Illustration: Shutterstock
5. Tech to improve employee experience
KFC is testing a series of employee-facing BOH technological innovations, including voice technology and QR codes to improve training and job satisfaction. “It’s becoming table stakes as you’re dealing with millennials,” says Ryan Ostrom, KFC’s chief digital officer. The company is conducting three tests of employee-facing technology. One is a voice-activated training program at restaurants in the U.S. and Australia. Employees can ask questions and watch videos while they perform tasks, even messy ones that require gloves, such as hand-breading chicken.
Illustration by Adam Hayes
6. Benefiting bottom lines
Average household credit card debt is approximately $5,000, with the median debt at more than $16,000, according to Nasdaq. Harvard Dining Services partnered with Working Credit NFP, a not-for-profit credit-building company based in Chicago, to present a program that teaches employees how to manage their debts. Since it launched at Harvard, 112 dining services workers have joined the program, 73% of whom remained engaged for 18 months. At the 18-month mark, 67% of participants had increased their FICO scores and 57% had a prime score (up from 41%).
Illustration: Shutterstock
7. Coverage for Fido
Kimpton Hotels & Restaurants offers pet insurance. Knowing many employees consider their pet a part of the family, the company decided coverage (through a private company) for unexpected veterinary expenses provides an appreciated financial safety net. Pet bereavement leave is also offered to Kimpton staff.

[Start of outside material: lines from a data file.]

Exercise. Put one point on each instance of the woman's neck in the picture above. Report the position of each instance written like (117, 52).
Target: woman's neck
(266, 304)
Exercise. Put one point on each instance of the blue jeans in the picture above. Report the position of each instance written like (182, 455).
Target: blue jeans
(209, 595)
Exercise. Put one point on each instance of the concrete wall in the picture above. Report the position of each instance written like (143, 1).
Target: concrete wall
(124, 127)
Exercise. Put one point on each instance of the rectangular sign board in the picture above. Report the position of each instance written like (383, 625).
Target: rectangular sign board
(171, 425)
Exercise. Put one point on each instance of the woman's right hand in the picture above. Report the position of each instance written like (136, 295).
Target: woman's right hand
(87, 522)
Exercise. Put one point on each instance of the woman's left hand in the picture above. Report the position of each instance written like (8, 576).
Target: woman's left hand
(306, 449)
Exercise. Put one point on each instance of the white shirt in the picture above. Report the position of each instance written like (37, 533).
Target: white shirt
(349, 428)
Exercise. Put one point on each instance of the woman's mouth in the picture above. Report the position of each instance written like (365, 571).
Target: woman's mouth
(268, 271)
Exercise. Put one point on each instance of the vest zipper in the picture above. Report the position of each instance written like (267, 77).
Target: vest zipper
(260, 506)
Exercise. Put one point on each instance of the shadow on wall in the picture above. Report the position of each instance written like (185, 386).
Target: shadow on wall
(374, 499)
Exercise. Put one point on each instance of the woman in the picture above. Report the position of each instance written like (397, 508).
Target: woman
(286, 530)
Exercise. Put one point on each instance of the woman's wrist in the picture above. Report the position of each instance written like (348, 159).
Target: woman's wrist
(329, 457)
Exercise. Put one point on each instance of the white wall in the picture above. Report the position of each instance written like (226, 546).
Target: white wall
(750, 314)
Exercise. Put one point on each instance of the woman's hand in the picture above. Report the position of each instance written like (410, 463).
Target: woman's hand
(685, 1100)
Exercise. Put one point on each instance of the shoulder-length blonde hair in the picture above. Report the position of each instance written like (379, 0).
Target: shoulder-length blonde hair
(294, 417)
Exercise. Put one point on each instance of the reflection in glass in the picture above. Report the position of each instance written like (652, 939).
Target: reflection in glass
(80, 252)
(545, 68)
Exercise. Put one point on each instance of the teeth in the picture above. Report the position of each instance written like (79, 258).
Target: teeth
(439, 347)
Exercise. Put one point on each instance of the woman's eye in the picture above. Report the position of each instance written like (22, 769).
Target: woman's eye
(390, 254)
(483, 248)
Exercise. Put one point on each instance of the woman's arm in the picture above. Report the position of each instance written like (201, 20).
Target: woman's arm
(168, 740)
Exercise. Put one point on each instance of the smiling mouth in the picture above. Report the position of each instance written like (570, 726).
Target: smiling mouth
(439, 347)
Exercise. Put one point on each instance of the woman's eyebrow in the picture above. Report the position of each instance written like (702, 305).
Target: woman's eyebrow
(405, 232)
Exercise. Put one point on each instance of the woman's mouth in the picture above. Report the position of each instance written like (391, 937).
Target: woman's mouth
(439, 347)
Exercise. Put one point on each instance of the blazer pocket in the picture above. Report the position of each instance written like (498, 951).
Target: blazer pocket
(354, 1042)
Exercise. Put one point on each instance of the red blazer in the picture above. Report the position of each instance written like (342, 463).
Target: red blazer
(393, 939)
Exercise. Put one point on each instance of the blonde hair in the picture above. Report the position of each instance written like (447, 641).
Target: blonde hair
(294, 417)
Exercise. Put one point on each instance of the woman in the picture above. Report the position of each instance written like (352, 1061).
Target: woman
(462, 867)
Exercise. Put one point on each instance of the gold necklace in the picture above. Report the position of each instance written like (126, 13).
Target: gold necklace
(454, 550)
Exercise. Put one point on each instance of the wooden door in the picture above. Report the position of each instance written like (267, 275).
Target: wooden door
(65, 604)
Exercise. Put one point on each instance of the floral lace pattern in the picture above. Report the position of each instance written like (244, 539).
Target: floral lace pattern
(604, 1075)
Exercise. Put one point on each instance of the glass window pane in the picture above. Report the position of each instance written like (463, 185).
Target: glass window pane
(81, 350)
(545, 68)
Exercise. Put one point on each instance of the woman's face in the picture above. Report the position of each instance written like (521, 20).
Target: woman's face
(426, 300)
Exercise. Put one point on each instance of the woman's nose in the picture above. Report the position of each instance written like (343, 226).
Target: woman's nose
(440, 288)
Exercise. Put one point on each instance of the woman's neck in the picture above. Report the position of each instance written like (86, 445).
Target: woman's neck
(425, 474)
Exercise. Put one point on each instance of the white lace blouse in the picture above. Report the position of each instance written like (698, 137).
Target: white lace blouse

Illustration: Shutterstock
8. Rethinking a standard schedule
Though identifying the right people for a job is tough in today’s market, the real challenge is retaining those folks once you do find them, Marge Kipe, director of nutrition services at Reading Hospital in Reading, Pa., told attendees of this year’s Association for Healthcare Foodservice national conference. To address some of those concerns, her team contracted with a company to redo staff scheduling (employees now work 40 hours in four 10-hour days, resulting in an extra day off). They also considered salaries across businesses competing for her team’s foodservice workers—not necessarily looking at hospitals, but companies like Walmart—and made adjustments.